FAQ
# New Ticket Created by Ivan Tubert
# Please include the string: [perl #15431]
# in the subject line of all future correspondence about this issue.
# <URL: http://rt.perl.org/rt2/Ticket/Display.html?id=15431 >



This is a bug report for perl from luisivan.tubert-brohman@yale.edu,
generated with the help of perlbug 1.26 running under perl 5.00503.

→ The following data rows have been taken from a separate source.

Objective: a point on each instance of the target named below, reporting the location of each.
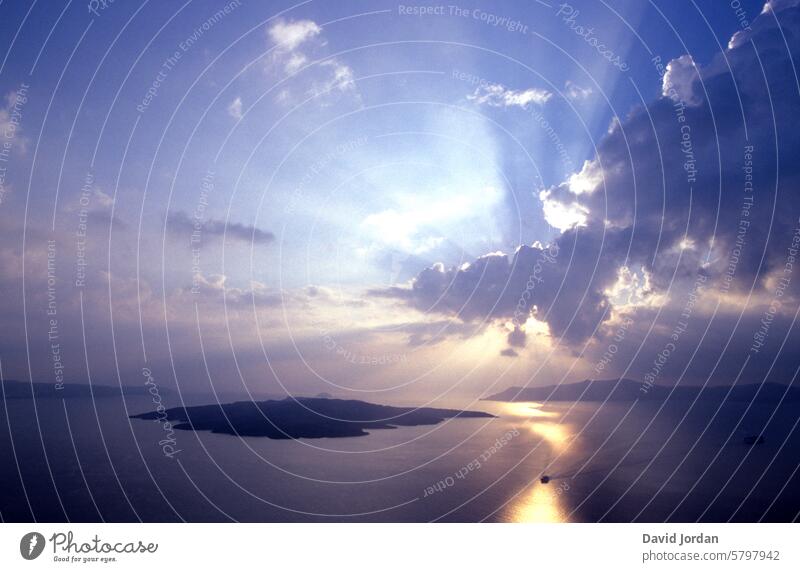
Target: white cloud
(576, 92)
(496, 95)
(235, 108)
(678, 81)
(290, 35)
(294, 41)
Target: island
(302, 417)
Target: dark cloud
(181, 224)
(663, 200)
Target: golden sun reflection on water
(541, 502)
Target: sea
(85, 460)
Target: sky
(398, 202)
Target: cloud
(291, 35)
(235, 108)
(496, 95)
(294, 39)
(660, 206)
(181, 224)
(576, 92)
(679, 79)
(11, 117)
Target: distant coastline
(303, 417)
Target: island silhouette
(302, 417)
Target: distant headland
(302, 417)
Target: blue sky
(335, 152)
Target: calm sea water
(80, 460)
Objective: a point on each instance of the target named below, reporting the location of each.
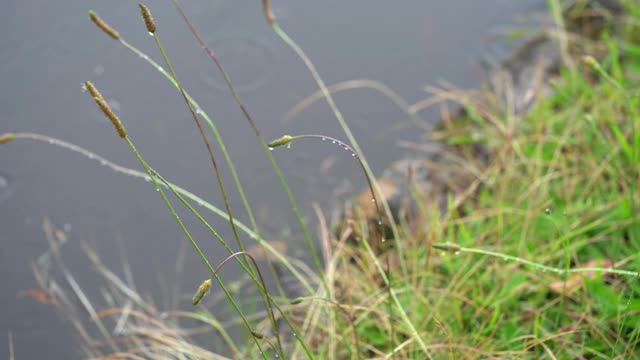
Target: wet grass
(537, 257)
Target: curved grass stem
(263, 143)
(560, 271)
(188, 235)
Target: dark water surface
(48, 48)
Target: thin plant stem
(180, 193)
(210, 123)
(560, 271)
(274, 165)
(188, 235)
(287, 139)
(206, 142)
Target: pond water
(47, 49)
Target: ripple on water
(247, 60)
(5, 190)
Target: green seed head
(106, 109)
(284, 140)
(451, 247)
(202, 291)
(148, 19)
(103, 25)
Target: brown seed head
(106, 109)
(88, 86)
(284, 140)
(103, 25)
(148, 19)
(5, 138)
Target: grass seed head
(103, 25)
(202, 291)
(148, 19)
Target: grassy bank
(517, 269)
(536, 257)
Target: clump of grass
(544, 261)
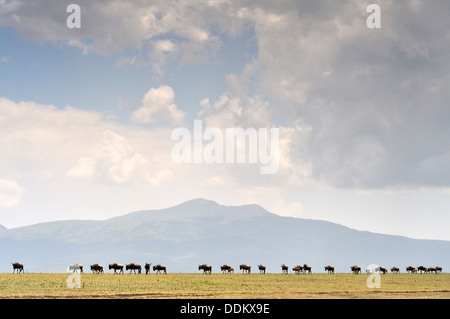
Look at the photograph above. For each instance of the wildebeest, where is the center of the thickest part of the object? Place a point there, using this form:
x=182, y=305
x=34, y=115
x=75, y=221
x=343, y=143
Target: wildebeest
x=116, y=267
x=355, y=269
x=96, y=268
x=395, y=270
x=297, y=269
x=75, y=267
x=262, y=269
x=133, y=267
x=159, y=268
x=329, y=269
x=307, y=268
x=284, y=268
x=422, y=269
x=411, y=269
x=245, y=268
x=382, y=270
x=225, y=268
x=206, y=268
x=17, y=266
x=147, y=268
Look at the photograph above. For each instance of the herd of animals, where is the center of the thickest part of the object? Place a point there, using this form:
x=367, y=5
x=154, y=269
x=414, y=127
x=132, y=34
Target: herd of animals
x=207, y=269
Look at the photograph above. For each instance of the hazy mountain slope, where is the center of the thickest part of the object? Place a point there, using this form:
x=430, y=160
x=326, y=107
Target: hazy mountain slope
x=202, y=231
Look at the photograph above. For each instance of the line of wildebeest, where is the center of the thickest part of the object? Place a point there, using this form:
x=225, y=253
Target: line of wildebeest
x=207, y=269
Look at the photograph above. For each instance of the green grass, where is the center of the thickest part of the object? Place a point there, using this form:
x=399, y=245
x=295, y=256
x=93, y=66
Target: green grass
x=228, y=286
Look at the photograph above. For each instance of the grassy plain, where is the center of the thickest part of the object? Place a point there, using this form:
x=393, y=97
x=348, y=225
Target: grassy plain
x=226, y=286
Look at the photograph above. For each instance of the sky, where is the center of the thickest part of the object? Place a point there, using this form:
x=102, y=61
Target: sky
x=87, y=114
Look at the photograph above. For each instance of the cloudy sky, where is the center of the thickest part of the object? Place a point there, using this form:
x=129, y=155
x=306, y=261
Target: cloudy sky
x=86, y=114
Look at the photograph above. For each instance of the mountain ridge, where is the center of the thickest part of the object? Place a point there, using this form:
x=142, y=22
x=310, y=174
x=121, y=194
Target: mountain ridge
x=203, y=231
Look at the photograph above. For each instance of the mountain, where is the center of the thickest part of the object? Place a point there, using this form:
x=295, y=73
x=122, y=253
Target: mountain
x=202, y=231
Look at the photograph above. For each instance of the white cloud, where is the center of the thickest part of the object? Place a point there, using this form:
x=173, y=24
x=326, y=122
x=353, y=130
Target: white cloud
x=157, y=104
x=10, y=193
x=42, y=140
x=117, y=162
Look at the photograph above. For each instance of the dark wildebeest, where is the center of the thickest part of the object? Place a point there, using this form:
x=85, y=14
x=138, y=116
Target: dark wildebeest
x=395, y=270
x=284, y=268
x=382, y=270
x=245, y=268
x=262, y=269
x=225, y=268
x=96, y=268
x=422, y=269
x=147, y=268
x=355, y=269
x=18, y=267
x=160, y=268
x=133, y=267
x=307, y=268
x=116, y=267
x=206, y=268
x=297, y=269
x=75, y=267
x=329, y=269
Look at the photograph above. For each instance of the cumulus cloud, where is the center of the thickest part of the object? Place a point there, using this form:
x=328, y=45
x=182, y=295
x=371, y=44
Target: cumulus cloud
x=157, y=104
x=10, y=193
x=116, y=161
x=370, y=105
x=374, y=100
x=45, y=141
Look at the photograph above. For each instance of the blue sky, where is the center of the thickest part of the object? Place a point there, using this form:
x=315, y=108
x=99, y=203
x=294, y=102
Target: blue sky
x=86, y=114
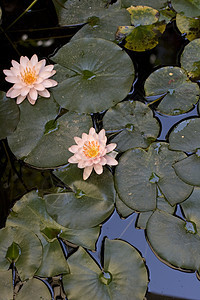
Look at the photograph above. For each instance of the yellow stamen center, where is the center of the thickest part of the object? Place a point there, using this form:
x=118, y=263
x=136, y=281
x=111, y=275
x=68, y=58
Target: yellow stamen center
x=91, y=149
x=29, y=76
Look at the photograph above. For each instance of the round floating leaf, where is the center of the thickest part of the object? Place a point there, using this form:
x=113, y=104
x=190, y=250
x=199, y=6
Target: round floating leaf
x=34, y=289
x=155, y=4
x=134, y=123
x=105, y=26
x=9, y=115
x=145, y=37
x=140, y=172
x=30, y=212
x=90, y=203
x=190, y=59
x=42, y=142
x=86, y=281
x=6, y=285
x=189, y=8
x=28, y=246
x=180, y=94
x=91, y=79
x=190, y=26
x=174, y=240
x=143, y=15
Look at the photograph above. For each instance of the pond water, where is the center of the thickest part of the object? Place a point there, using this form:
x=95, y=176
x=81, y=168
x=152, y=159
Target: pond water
x=17, y=178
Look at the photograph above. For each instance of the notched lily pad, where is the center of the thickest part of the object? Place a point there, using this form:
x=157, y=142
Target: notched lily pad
x=134, y=123
x=173, y=241
x=133, y=177
x=9, y=115
x=90, y=203
x=179, y=93
x=42, y=141
x=116, y=279
x=108, y=83
x=190, y=59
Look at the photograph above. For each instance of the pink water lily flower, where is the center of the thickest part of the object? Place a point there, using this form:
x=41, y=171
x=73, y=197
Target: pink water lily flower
x=30, y=78
x=91, y=151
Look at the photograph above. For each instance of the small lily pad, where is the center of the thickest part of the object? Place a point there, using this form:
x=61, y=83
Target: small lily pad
x=9, y=115
x=190, y=59
x=29, y=248
x=134, y=173
x=107, y=81
x=134, y=123
x=180, y=94
x=90, y=203
x=117, y=278
x=42, y=141
x=171, y=241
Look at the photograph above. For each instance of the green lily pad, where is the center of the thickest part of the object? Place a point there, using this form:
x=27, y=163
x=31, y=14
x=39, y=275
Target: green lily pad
x=174, y=241
x=186, y=137
x=6, y=285
x=30, y=212
x=34, y=289
x=144, y=37
x=9, y=115
x=29, y=256
x=115, y=281
x=91, y=79
x=180, y=94
x=140, y=172
x=190, y=8
x=41, y=144
x=190, y=26
x=134, y=123
x=143, y=15
x=105, y=26
x=190, y=59
x=90, y=203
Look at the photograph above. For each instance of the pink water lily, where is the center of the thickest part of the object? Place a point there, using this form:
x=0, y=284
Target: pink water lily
x=30, y=78
x=91, y=151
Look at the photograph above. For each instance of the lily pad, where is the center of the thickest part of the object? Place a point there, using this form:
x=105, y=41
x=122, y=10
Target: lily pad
x=6, y=285
x=134, y=123
x=140, y=172
x=91, y=79
x=9, y=115
x=34, y=289
x=30, y=212
x=38, y=142
x=118, y=278
x=189, y=8
x=186, y=137
x=173, y=240
x=180, y=94
x=27, y=254
x=90, y=203
x=190, y=59
x=190, y=26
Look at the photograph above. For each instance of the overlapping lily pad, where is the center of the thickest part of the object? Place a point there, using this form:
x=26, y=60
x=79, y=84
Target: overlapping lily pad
x=118, y=279
x=179, y=93
x=90, y=203
x=34, y=289
x=9, y=115
x=190, y=59
x=140, y=172
x=174, y=240
x=41, y=140
x=186, y=137
x=190, y=26
x=21, y=246
x=189, y=8
x=96, y=75
x=134, y=123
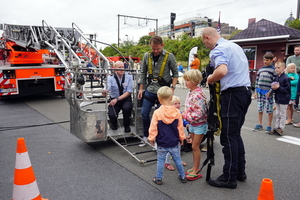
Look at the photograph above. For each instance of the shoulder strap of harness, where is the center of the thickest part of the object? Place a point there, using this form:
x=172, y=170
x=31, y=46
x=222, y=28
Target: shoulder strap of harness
x=120, y=86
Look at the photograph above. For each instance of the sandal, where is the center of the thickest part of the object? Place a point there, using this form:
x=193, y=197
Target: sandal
x=190, y=171
x=169, y=167
x=157, y=181
x=191, y=177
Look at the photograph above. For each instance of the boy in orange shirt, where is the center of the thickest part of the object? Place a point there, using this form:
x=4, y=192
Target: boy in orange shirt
x=166, y=129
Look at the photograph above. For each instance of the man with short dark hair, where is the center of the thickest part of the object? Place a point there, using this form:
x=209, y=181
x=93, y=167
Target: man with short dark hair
x=196, y=62
x=232, y=70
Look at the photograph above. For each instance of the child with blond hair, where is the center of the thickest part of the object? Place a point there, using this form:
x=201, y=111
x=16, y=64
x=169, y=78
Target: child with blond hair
x=196, y=114
x=166, y=129
x=294, y=77
x=176, y=103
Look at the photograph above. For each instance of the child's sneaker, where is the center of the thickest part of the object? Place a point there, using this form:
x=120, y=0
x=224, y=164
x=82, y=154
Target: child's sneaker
x=268, y=129
x=157, y=181
x=183, y=180
x=279, y=131
x=258, y=127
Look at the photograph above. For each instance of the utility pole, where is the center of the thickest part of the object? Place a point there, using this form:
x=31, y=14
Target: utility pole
x=144, y=18
x=298, y=10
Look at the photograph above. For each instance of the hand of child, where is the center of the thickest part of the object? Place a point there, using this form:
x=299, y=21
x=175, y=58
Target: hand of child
x=255, y=95
x=275, y=85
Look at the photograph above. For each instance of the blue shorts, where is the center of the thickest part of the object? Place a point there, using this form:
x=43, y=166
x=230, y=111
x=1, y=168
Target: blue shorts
x=198, y=130
x=265, y=104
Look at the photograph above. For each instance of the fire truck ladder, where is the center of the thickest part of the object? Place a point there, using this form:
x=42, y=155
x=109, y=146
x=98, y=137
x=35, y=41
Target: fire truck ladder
x=87, y=99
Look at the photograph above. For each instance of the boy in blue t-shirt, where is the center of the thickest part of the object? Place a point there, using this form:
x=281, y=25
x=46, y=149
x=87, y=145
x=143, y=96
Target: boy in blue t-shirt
x=282, y=89
x=265, y=77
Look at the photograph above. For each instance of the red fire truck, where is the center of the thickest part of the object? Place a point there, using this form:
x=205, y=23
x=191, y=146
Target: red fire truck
x=23, y=70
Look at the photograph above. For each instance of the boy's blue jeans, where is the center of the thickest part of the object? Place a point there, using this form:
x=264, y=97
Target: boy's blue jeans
x=161, y=156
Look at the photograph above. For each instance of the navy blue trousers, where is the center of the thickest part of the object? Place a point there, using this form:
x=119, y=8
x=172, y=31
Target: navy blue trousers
x=234, y=106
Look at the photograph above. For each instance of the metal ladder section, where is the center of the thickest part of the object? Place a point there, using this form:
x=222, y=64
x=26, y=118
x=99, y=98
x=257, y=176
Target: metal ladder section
x=75, y=51
x=69, y=44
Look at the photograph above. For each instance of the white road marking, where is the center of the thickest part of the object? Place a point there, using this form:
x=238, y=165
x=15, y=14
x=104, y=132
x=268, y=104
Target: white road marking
x=290, y=139
x=285, y=138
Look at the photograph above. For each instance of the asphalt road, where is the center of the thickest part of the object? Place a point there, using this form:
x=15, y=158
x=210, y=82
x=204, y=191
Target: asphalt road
x=67, y=168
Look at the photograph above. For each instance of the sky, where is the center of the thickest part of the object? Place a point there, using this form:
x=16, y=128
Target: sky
x=101, y=17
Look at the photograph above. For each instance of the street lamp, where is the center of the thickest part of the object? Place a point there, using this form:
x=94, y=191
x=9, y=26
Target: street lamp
x=127, y=45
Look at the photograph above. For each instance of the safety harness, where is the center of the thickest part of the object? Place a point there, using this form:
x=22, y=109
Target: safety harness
x=120, y=86
x=160, y=80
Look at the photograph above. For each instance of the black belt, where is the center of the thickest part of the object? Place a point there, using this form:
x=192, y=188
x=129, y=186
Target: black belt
x=237, y=89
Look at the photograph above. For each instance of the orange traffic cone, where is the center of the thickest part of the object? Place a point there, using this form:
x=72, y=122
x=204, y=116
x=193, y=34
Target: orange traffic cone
x=25, y=185
x=266, y=190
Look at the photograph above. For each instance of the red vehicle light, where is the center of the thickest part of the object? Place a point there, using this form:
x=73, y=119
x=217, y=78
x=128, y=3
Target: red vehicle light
x=7, y=86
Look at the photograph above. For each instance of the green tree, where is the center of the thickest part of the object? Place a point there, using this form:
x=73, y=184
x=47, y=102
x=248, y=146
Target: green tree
x=144, y=40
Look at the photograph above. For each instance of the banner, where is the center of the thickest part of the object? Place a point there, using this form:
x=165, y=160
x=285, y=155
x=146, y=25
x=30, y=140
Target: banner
x=191, y=56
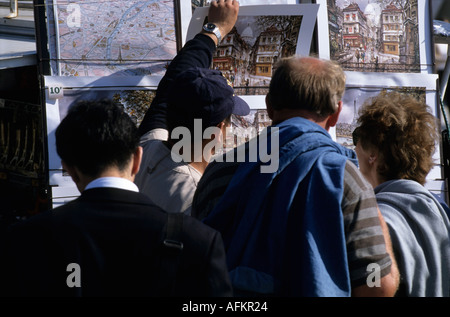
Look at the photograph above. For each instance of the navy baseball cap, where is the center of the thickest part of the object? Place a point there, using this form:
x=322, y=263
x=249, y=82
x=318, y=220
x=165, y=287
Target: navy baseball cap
x=202, y=93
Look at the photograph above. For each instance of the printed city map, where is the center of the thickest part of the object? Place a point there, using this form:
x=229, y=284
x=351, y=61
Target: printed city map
x=114, y=37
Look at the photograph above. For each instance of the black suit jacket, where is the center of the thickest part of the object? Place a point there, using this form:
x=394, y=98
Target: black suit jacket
x=115, y=237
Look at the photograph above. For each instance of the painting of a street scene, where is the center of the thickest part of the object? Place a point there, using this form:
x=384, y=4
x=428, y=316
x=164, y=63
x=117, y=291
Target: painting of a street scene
x=244, y=128
x=247, y=55
x=353, y=99
x=374, y=35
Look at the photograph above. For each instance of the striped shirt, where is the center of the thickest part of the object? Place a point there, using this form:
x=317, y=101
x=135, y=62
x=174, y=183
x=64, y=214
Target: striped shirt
x=364, y=236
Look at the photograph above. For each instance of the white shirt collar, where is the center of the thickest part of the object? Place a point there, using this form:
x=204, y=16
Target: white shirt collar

Regex bug: Getting two consecutive global matches to match with zero length

Global matches can match zero characters, leaving "pos" unchanged.
However, I have troble getting two succesful zero-character matches
in a row.

I have the following test program:

$s = 'abcde';
print "a?: ";
print $s =~ /\G(a?)/g ? "Matched '$1'\n" : "Failed!\n";
print "b?: ";
print $s =~ /\G(b?)/g ? "Matched '$1'\n" : "Failed!\n";
print "c?: ";
print $s =~ /\G(c?)/g ? "Matched '$1'\n" : "Failed!\n";

which gives the following output, as expected:

a?: Matched 'a'
b?: Matched 'b'
c?: Matched 'c'

Using $s = 'bcde' gives the expected result again:

a?: Matched ''
b?: Matched 'b'
c?: Matched 'c'

Same for $s = 'acde':

a?: Matched 'a'
b?: Matched ''
c?: Matched 'c'

But when $s = 'cde' doesn't do what I expect:

a?: Matched ''
b?: Failed!
c?: Matched 'c'

The same kind of problem happens with $s = 'ade':

a?: Matched 'a'
b?: Matched ''
c?: Failed!

Running the $s = 'cde' case with "use re 'debug'" gives the following:
(...)
Compiling REx `\G(b?)'
size 10 first at 2
1: GPOS(2)
2: OPEN1(4)
4: CURLY {0,1}(8)
6: EXACT <b>(0)
8: CLOSE1(10)
10: END(0)
anchored(GPOS) GPOS minlen 0
(...)
Matching REx `\G(a?)' against `cde'
Setting an EVAL scope, savestack=3
0 <> <cde> | 1: GPOS
0 <> <cde> | 2: OPEN1
0 <> <cde> | 4: CURLY {0,1}
EXACT <a> can match 0 times out of 1...
Setting an EVAL scope, savestack=3
0 <> <cde> | 8: CLOSE1
0 <> <cde> | 10: END
Match successful!
Matching REx `\G(b?)' against `cde'
Setting an EVAL scope, savestack=3
0 <> <cde> | 1: GPOS
0 <> <cde> | 2: OPEN1
0 <> <cde> | 4: CURLY {0,1}
EXACT <b> can match 0 times out of 1...
Setting an EVAL scope, savestack=3
0 <> <cde> | 8: CLOSE1
0 <> <cde> | 10: END
Match possible, but length=0 is smaller than requested=1, failing!
failed...
Match failed
(...)

The fist regular expression matches zero characters as expected. The second
regular expression matches zero characters, but then complains that the
length is smaller than requested=1. I don't think anyone requested that length,
and "minlen" was zero when the regex was compiled!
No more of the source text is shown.